TALLAHASSEE, Fla. (CAPITOL NEWS SERVICE) - In the 2000 recount and the 2018 election, bad ballot design was most likely a contributing, if not a deciding factor on who won.
In each election, it was Democratic Supervisors of Elections who cost Democratic Candidates the election.
In 2000, it was the infamous butterfly ballot that had nearly 4,000 people in Palm Beach voting for Pat Buchanan instead of Al Gore. Gore lost by 537 votes.
This year, Broward County put the U.S. Senate race at the bottom of a long first column following a list of ballot instructions.

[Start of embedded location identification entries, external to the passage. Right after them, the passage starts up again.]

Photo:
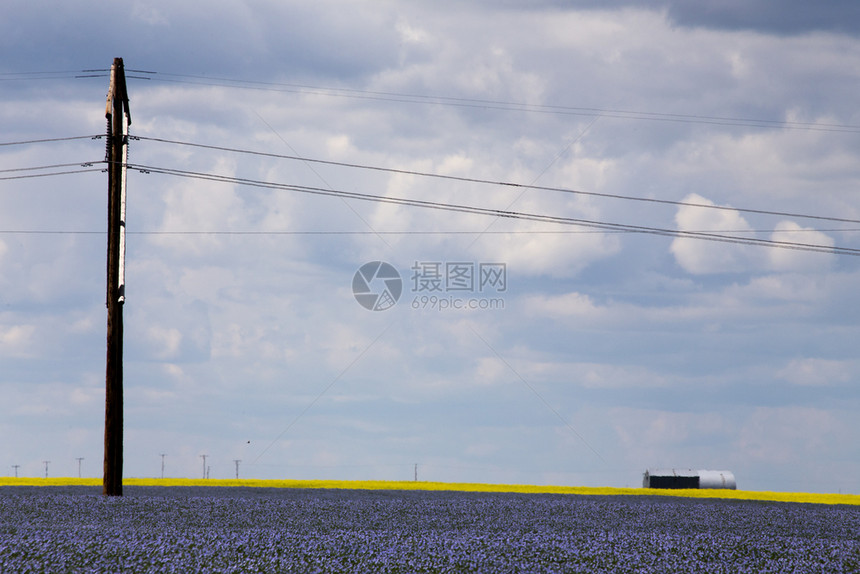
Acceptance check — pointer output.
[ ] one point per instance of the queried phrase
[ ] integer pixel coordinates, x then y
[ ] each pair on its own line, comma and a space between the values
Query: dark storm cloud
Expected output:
781, 17
303, 40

“If we were to look at how those undervotes would have broken down partisan-wise in Broward County, that would have netted Nelson anywhere from 9,000 to 11,000 votes which, theoretically, I mean, he lost by about 10,000, that could have made the difference up,” said Data Consultant Matt Isbell.
The U.S. Senate undervote in Broward was between 3.5 percent and 4 percent.

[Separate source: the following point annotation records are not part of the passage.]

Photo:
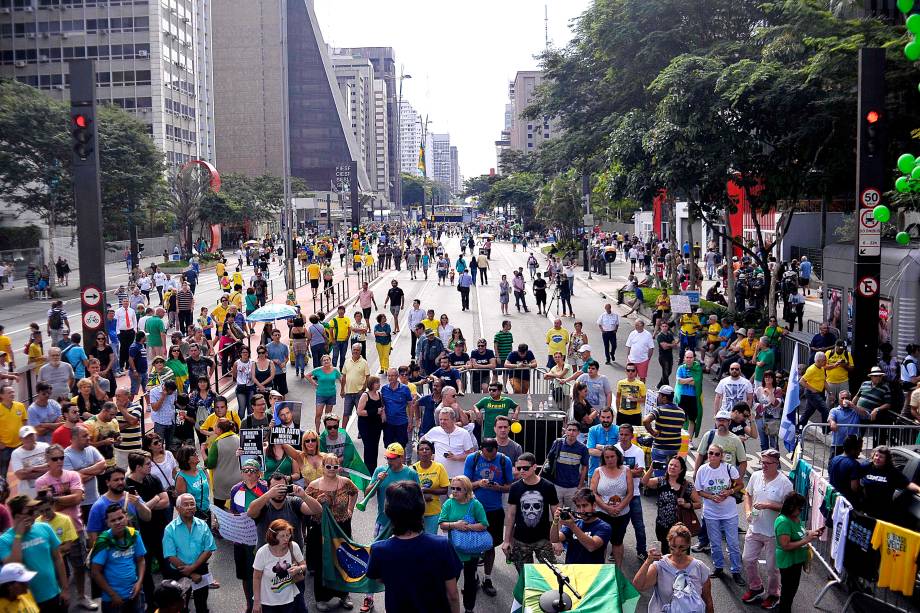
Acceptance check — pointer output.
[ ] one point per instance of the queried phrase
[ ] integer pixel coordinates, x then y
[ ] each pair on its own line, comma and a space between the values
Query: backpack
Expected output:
56, 319
684, 597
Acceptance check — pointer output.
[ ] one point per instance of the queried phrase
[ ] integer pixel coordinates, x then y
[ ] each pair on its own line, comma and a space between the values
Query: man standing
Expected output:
532, 502
354, 381
641, 346
491, 473
608, 323
188, 545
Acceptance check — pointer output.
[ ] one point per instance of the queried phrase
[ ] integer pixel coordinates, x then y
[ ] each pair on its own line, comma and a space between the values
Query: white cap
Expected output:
14, 572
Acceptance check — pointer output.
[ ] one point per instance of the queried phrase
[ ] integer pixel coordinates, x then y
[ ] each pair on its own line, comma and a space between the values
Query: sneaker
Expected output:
752, 595
770, 602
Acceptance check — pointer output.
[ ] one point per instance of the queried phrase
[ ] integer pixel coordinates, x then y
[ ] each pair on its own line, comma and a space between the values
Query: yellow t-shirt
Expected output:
838, 374
63, 527
11, 420
342, 328
899, 548
557, 340
815, 377
713, 333
434, 476
631, 395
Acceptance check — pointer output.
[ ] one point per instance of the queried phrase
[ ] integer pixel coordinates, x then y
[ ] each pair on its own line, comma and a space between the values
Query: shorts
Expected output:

That’s nearly four times higher than the statewide average of one percent.
“We had many counties, including Dade and Palm Beach, where more votes were cast in the for the U.S. Senate than for Governor,” said Isbell.

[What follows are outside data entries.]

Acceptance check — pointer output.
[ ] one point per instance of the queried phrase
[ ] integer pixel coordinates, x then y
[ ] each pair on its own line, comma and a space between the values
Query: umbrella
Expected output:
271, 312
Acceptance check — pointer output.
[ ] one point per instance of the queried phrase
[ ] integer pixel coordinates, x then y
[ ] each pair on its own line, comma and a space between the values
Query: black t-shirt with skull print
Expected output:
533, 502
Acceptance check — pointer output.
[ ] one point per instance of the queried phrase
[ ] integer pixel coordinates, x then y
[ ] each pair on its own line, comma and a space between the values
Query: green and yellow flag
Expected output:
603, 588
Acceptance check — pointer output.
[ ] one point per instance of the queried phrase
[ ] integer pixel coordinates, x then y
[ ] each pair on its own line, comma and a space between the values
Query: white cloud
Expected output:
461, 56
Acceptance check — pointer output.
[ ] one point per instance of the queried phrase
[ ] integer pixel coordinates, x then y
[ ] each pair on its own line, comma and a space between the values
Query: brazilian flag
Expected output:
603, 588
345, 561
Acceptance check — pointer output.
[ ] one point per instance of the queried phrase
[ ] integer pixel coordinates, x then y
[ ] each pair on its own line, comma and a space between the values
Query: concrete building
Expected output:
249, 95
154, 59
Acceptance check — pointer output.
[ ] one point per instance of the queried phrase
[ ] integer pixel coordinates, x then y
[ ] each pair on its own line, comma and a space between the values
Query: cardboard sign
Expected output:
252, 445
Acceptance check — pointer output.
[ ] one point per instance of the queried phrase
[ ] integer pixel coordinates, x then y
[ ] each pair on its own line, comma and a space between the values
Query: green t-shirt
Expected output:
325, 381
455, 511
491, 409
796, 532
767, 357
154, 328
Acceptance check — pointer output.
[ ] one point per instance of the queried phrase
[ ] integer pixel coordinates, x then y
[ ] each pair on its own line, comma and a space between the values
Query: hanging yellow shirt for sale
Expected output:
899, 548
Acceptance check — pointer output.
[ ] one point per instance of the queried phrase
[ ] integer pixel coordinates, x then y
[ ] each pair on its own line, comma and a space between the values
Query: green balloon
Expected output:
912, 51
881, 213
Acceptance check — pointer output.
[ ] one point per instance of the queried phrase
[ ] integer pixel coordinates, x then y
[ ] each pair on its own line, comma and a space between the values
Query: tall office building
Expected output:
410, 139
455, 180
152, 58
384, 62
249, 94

Republican Party of Florida Attorney Pete Dunbar lays the blame on the local Democratic Party and Bill Nelson’s campaign.
“Everybody had the opportunity to look at that ballot ahead of time. That can be considered a bit of a careless oversight on the part of the Democrats,” said Dunbar.
While it’s too late for Nelson now, count on ballot design being on campaign checklists going forward.
Ironically, both the butterfly ballot and this year’s ill-fated Broward Ballot were designed by Democratic Supervisors of Elections.
“One of the things we all learned after 2000 is that we all have to be more engaged in the ballot design process,” said Democratic Strategist Steve Schale. "This is a public process.”
Apparently, that lesson was forgotten.
Broward Election Supervisor, Dr. Brenda Snipes, has resigned, effective January 4th.
One of the infamous “butterfly” ballot machines was given to the state museum in 2001.